4o Les «résultats d'exploitation réalisés pendant le même temps.... »;
L'article L141-3 du même code dispose que « Le vendeur est, nonobstant toute stipulation contraire, tenu de la garantie à raison de l'inexactitude de ses énonciations dans les conditions édictées par les articles 1644 et 1645 du code civil. »
Sur la prescription
Contrairement à ce que soutient la société Les Jardins de Délice c'est par motifs pertinents que la cour adopte que le tribunal de commerce a rappelé que l'action en nullité de l'acte de vente introduite par le société JM Négoce sur le fondement des articles L141-1 du code de commerce et 1131 du code civil pouvait, à l'issue du délai préfix d'un an, être fondée sur l'existence d'un vice du consentement, laquelle se prescrit par cinq ans, le vendeur étant tenu de la garantie à raison de l'inexactitude de ses énonciations.

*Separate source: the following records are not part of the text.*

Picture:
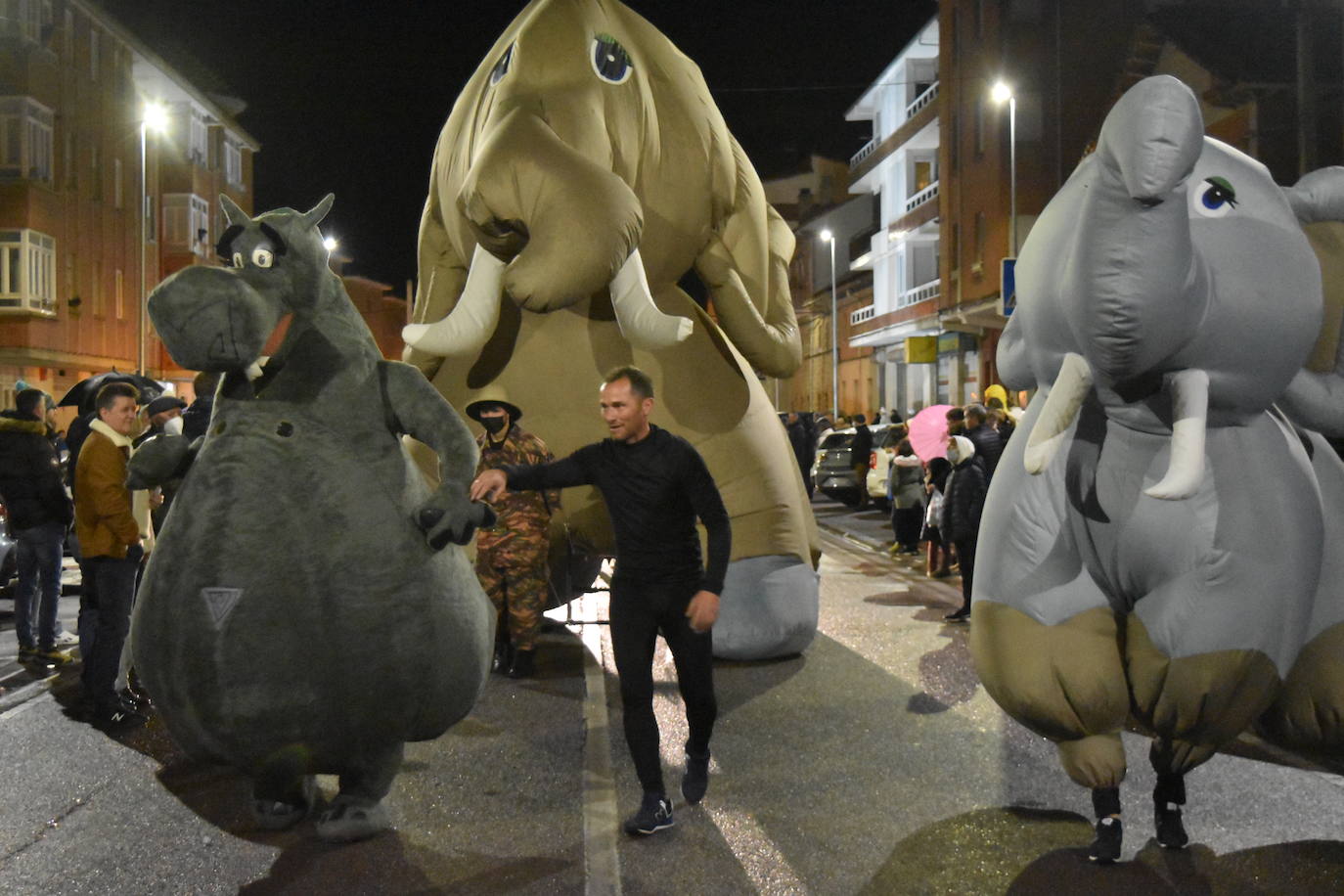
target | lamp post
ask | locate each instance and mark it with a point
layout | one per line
(1000, 93)
(154, 117)
(834, 334)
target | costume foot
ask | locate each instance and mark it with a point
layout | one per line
(1105, 849)
(277, 814)
(1171, 831)
(696, 778)
(349, 820)
(654, 814)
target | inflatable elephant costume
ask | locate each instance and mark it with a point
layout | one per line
(301, 614)
(582, 173)
(1153, 548)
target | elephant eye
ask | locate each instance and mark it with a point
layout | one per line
(502, 66)
(1214, 198)
(610, 61)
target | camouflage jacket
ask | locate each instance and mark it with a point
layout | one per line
(520, 514)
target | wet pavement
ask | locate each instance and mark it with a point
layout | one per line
(873, 763)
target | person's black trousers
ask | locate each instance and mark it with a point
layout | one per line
(640, 611)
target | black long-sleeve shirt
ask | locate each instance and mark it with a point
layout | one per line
(653, 490)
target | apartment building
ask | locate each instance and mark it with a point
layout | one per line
(75, 219)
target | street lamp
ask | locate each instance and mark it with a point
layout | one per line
(834, 334)
(154, 117)
(1000, 93)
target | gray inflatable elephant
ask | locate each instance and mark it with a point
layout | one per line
(301, 612)
(1152, 540)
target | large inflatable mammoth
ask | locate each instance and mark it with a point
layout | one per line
(582, 173)
(1152, 542)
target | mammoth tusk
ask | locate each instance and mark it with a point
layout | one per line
(468, 327)
(1189, 414)
(642, 321)
(1066, 398)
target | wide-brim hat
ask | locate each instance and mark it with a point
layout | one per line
(493, 398)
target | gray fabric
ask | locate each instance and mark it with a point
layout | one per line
(294, 600)
(768, 608)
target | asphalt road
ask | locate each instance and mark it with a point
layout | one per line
(874, 763)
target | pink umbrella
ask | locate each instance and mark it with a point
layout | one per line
(929, 431)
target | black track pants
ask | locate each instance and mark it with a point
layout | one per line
(640, 611)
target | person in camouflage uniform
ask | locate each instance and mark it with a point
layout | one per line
(511, 557)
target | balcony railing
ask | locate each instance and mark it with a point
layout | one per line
(922, 197)
(919, 293)
(922, 100)
(863, 315)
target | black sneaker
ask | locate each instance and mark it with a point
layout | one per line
(1171, 831)
(696, 778)
(654, 814)
(1106, 846)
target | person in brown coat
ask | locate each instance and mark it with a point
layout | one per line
(109, 539)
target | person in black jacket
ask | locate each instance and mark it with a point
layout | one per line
(654, 485)
(963, 503)
(40, 512)
(988, 445)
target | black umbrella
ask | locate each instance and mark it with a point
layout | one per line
(85, 391)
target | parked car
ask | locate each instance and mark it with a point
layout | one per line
(879, 465)
(834, 475)
(8, 558)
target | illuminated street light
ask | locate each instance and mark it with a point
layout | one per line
(154, 117)
(1003, 93)
(834, 334)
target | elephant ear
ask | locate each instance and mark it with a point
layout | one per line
(1319, 195)
(1315, 398)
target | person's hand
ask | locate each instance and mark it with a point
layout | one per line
(701, 611)
(488, 485)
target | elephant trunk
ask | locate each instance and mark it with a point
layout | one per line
(571, 227)
(1132, 254)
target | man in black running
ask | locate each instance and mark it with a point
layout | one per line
(654, 485)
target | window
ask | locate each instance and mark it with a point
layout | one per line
(187, 223)
(27, 272)
(24, 139)
(233, 162)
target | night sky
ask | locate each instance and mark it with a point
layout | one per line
(349, 97)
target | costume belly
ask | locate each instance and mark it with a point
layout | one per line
(293, 602)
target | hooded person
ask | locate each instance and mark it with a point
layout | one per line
(511, 557)
(963, 501)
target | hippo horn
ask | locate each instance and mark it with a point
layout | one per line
(471, 321)
(233, 214)
(1062, 405)
(640, 320)
(1188, 391)
(317, 212)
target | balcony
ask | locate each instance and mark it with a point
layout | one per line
(922, 100)
(924, 195)
(863, 315)
(919, 293)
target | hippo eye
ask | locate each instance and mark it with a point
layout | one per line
(502, 66)
(610, 61)
(1214, 198)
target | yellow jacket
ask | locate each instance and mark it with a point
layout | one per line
(104, 520)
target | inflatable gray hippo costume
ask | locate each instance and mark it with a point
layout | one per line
(300, 614)
(1164, 544)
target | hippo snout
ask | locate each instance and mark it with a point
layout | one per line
(211, 320)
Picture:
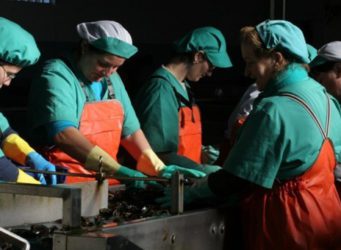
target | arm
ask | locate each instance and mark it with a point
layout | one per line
(18, 150)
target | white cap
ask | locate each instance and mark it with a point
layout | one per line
(330, 52)
(109, 36)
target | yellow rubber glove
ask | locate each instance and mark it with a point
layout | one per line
(109, 165)
(149, 163)
(92, 162)
(25, 178)
(16, 148)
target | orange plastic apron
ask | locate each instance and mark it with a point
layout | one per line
(302, 213)
(190, 133)
(101, 123)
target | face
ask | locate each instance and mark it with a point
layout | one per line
(200, 68)
(331, 80)
(7, 73)
(260, 69)
(96, 66)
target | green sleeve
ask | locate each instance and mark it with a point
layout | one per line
(130, 123)
(3, 126)
(3, 123)
(157, 108)
(253, 157)
(335, 126)
(55, 95)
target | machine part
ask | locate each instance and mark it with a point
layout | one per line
(190, 231)
(7, 237)
(177, 185)
(90, 241)
(71, 198)
(98, 176)
(94, 196)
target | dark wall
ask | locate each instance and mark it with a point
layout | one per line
(153, 25)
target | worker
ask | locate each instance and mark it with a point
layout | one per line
(18, 49)
(79, 109)
(236, 120)
(241, 112)
(326, 69)
(165, 105)
(283, 160)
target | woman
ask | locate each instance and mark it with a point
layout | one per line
(18, 49)
(165, 106)
(79, 109)
(284, 157)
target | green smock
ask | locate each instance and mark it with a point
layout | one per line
(157, 108)
(280, 140)
(3, 126)
(56, 95)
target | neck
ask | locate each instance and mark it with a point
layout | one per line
(178, 70)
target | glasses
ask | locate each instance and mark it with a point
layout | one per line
(8, 74)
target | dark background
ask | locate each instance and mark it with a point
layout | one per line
(153, 26)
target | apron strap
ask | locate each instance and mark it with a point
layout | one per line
(311, 112)
(111, 92)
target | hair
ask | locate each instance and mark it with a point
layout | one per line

Le jugement sera confirmé de ce chef.
Sur la nullité de l'acte de vente
La cour relève, comme souligné par le premier juge, que le vendeur ne justifie pas avoir fourni les éléments comptables requis aux termes de l'article L141-1 du code de commerce et ne saurait inverser la charge de la preuve considérant qu'il appartiendrait à l'acheteur de prouver qu'il ne les a pas reçu.
En conséquent, la cour confirmera la décision de ce chef et en ce qu'elle a, par voie de conséquence, débouté la société Les Jardins de Délice de sa demande reconventionnelle.
Sur les demandes accessoires :
Le jugement sera confirmé sur les dispositions relatives aux dépens et aux frais irrépétibles.
La société Les Jardins de Délice succombante supportera la charge des dépens d'appel.
PAR CES MOTIFS
La cour,
CONFIRME le jugement rendu par le tribunal de commerce de Bobigny en date du 9 juin 2020 en toutes ses dispositions ;
Condamne la société Les Jardins de Délice aux dépens d'appel.